Students dancing at USF St. Petersburg’s Homecoming Royalty Ball in fall 2023.
Photo courtesy of @usfstpetersburg on Instagram
By Mahika Kukday
Homecoming week returns to USF St. Petersburg, with events scheduled from Monday, Nov. 4 to Friday, Nov. 9.
As the post-hurricane fog of evacuation stress and accumulating assignment deadlines slowly begins to lift at the waterfront campus, students may find comfort in the annual weeklong tradition.
“We love putting these events on, especially after nearly a month of being off and not having any events at all,” said Emma Bridegam, interdisciplinary social sciences senior and executive director of USF St. Petersburg’s Harborside Activities Board (HAB). “We are very excited to come back.”
Here’s what the St. Petersburg campus’ Homecoming programming will look like:
- Breakfast Tabling: Monday, Nov. 4 from 8 to 10 a.m. at Harborwalk. Grab-and-go breakfast items and Homecoming merchandise.

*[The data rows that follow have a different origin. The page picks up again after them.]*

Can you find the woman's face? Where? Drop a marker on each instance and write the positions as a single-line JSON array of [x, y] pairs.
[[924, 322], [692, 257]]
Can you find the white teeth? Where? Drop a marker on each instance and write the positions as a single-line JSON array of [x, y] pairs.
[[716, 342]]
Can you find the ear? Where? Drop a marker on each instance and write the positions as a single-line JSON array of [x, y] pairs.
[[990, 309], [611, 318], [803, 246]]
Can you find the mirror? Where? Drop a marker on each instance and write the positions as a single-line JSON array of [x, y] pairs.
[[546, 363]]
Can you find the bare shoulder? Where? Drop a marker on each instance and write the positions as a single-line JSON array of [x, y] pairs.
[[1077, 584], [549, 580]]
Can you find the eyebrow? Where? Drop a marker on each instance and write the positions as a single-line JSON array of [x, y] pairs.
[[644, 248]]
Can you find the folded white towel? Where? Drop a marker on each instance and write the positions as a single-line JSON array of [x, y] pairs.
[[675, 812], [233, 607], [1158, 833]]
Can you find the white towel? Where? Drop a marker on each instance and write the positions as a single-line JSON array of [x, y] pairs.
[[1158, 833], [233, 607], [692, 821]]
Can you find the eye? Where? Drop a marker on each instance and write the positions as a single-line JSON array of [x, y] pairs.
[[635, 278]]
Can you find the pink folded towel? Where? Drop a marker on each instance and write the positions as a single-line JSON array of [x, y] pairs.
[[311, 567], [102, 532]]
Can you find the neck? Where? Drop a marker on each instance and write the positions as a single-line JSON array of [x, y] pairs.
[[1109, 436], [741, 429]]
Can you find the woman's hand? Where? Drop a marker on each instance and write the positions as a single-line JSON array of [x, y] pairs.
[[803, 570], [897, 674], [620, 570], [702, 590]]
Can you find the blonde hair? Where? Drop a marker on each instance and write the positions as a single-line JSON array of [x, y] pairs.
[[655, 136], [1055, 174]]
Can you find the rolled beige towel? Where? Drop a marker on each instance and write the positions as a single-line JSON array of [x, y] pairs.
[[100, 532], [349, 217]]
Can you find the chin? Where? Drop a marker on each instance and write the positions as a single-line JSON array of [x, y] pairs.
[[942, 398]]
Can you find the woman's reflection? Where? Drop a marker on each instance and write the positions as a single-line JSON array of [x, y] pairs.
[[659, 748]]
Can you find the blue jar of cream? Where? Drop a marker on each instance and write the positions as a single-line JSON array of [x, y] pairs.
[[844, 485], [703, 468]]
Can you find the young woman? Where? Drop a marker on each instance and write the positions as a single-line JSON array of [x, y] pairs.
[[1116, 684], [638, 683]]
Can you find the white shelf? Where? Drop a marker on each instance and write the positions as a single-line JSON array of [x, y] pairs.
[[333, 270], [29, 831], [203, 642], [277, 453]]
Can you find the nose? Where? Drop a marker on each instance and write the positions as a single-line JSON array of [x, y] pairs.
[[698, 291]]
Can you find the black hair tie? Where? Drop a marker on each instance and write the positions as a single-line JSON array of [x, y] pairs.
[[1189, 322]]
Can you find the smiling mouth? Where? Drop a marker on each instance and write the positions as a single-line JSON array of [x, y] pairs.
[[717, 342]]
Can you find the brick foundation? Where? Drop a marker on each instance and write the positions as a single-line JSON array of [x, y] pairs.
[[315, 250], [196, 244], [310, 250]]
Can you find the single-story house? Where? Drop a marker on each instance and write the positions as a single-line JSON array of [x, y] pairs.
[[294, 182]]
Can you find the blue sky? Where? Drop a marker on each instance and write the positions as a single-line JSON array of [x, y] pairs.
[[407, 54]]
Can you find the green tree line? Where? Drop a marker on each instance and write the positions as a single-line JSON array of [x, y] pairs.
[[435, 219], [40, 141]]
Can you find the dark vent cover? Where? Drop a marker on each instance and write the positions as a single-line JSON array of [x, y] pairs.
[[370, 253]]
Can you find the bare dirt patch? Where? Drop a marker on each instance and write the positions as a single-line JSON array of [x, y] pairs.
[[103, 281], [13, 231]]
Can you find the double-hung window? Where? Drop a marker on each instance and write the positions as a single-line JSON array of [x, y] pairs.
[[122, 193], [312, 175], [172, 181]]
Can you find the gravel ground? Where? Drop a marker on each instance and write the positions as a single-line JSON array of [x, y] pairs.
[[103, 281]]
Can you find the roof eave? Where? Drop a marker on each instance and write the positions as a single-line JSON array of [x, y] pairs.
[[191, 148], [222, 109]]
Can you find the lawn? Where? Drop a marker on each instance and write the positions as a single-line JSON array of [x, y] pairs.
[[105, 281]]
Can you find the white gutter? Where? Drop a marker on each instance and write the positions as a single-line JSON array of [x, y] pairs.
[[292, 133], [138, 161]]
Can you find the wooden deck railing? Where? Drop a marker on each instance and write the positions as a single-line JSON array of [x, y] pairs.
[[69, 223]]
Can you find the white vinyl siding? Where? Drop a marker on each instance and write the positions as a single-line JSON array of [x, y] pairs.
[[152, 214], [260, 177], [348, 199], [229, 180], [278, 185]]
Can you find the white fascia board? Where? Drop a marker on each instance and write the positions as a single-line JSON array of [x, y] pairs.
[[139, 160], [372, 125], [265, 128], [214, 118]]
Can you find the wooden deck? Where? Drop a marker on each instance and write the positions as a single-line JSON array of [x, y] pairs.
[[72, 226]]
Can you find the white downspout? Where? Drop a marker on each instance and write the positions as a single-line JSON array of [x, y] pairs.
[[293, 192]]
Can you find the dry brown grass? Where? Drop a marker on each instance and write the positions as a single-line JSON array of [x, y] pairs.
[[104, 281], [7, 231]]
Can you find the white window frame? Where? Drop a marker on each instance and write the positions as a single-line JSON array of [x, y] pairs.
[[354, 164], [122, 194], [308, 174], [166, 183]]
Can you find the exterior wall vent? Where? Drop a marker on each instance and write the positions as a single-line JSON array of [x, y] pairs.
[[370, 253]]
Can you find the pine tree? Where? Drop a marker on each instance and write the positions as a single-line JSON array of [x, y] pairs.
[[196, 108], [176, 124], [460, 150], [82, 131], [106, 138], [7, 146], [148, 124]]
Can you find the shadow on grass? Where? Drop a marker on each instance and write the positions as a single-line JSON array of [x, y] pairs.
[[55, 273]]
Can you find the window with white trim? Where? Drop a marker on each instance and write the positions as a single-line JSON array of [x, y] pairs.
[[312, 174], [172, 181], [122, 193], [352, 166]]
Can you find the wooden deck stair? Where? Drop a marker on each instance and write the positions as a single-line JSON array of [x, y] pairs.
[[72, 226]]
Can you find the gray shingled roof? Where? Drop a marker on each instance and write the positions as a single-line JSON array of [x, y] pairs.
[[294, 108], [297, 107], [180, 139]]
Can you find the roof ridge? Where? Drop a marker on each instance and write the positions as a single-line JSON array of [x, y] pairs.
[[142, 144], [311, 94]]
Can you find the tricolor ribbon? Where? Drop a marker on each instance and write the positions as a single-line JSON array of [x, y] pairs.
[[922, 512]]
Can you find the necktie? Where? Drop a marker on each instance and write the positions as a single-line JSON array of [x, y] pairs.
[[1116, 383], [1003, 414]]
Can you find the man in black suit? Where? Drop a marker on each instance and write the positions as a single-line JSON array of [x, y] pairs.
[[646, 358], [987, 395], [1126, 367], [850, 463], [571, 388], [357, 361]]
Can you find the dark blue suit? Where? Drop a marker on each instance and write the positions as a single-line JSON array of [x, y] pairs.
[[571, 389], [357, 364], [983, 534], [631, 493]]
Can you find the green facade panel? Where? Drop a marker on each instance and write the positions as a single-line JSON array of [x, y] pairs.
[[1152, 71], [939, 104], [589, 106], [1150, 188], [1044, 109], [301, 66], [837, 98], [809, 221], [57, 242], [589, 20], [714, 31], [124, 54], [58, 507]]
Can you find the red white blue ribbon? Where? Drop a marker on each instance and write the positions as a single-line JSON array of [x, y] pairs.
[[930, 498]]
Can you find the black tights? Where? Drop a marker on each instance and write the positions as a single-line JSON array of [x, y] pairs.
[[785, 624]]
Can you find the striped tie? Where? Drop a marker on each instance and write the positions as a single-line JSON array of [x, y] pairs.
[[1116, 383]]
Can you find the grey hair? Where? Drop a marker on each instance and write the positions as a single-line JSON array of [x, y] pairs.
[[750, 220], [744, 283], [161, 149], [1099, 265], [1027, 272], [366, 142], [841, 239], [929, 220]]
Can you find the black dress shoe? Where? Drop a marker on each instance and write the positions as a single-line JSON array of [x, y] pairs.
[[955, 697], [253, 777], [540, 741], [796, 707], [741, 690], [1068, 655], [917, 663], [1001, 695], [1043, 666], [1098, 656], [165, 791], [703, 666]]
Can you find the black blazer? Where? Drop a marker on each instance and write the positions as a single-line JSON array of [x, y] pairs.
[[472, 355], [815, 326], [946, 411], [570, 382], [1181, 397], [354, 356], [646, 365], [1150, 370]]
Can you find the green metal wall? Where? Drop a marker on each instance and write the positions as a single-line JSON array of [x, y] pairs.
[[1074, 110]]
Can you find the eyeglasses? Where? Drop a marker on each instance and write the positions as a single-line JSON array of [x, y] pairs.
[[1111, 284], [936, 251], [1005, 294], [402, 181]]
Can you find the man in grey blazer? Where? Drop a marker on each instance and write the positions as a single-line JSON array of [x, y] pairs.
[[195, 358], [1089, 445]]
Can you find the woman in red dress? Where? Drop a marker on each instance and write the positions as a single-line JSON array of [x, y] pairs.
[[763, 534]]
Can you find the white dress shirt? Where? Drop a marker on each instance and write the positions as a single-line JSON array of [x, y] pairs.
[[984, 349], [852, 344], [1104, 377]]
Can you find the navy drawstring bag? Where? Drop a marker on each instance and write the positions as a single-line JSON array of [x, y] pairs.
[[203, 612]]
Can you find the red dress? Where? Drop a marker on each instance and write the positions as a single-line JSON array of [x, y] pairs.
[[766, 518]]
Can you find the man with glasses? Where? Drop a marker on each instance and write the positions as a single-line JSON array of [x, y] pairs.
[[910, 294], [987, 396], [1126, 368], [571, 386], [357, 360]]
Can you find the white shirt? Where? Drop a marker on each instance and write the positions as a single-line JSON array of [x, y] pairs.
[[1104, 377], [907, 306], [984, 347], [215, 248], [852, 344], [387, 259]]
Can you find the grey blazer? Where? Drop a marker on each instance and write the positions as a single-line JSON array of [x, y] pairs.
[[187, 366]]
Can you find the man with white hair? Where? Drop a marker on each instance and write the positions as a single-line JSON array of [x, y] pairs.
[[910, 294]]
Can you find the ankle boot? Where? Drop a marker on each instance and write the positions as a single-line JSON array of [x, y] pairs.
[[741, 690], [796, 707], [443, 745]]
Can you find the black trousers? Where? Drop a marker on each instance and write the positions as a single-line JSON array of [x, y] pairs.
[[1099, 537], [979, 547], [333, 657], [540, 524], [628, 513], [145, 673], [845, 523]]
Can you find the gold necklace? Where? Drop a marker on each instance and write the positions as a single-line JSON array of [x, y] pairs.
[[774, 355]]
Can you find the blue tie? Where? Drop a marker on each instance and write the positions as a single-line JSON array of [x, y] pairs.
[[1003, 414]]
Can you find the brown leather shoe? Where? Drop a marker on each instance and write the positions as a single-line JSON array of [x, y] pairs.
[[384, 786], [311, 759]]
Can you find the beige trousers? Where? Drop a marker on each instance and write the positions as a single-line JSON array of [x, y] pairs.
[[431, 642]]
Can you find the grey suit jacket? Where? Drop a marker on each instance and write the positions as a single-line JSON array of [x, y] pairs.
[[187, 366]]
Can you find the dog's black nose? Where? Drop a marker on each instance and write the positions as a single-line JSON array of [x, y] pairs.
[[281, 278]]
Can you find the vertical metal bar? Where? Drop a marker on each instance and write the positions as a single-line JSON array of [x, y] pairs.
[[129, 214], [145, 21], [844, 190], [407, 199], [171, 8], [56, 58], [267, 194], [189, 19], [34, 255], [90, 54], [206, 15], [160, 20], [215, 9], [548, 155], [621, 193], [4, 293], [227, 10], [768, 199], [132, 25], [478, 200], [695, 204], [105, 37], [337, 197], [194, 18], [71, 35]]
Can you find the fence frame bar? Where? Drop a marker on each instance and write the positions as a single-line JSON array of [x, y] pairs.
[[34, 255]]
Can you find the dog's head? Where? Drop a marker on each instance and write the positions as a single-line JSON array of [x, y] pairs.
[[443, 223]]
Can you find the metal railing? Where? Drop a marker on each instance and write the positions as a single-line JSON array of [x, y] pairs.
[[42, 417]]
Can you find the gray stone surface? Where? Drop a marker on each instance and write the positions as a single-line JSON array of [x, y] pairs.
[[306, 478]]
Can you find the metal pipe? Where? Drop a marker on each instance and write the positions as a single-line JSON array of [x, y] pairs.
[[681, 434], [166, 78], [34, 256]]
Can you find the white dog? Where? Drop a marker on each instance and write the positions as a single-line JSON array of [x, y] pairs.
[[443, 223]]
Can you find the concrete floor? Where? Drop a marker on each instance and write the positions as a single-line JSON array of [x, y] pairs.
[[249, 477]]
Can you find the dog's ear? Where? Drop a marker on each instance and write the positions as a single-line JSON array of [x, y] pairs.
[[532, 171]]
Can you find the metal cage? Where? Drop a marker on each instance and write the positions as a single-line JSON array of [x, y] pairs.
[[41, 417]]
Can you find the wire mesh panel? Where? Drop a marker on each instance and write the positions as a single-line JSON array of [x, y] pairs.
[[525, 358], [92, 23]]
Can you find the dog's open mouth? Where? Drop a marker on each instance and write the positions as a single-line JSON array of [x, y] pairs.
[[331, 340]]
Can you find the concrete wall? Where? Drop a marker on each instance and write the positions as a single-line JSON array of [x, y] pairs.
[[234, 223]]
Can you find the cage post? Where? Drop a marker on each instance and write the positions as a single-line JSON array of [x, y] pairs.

- Royalty Ball: Monday, Nov. 4 from 7 to 10 p.m. in the USC Ballrooms. DJ and dancing, light refreshments, performance by the South Florida All Stars and crowning of homecoming royalty.
- USC Takeover: Tuesday, Nov. 5 from 4:30 to 7:30 p.m. in the USC. Record painting with light refreshments (The Reef) and roller-skating rink (Ballrooms).
- Fall Festival in collaboration with the Wellness Center: Wednesday, Nov. 6 from 4to 7 p.m. at the USC Lawn. Hayrides, DIY mini fall wreaths and DIY zen gardens in honor of National Stress Awareness Day.
- Bouquet Bar: Thursday, Nov. 7 from 11 a.m. to 1 p.m. at the USC Lawn. DIY flower bouquets, refreshments and Homecoming merchandise.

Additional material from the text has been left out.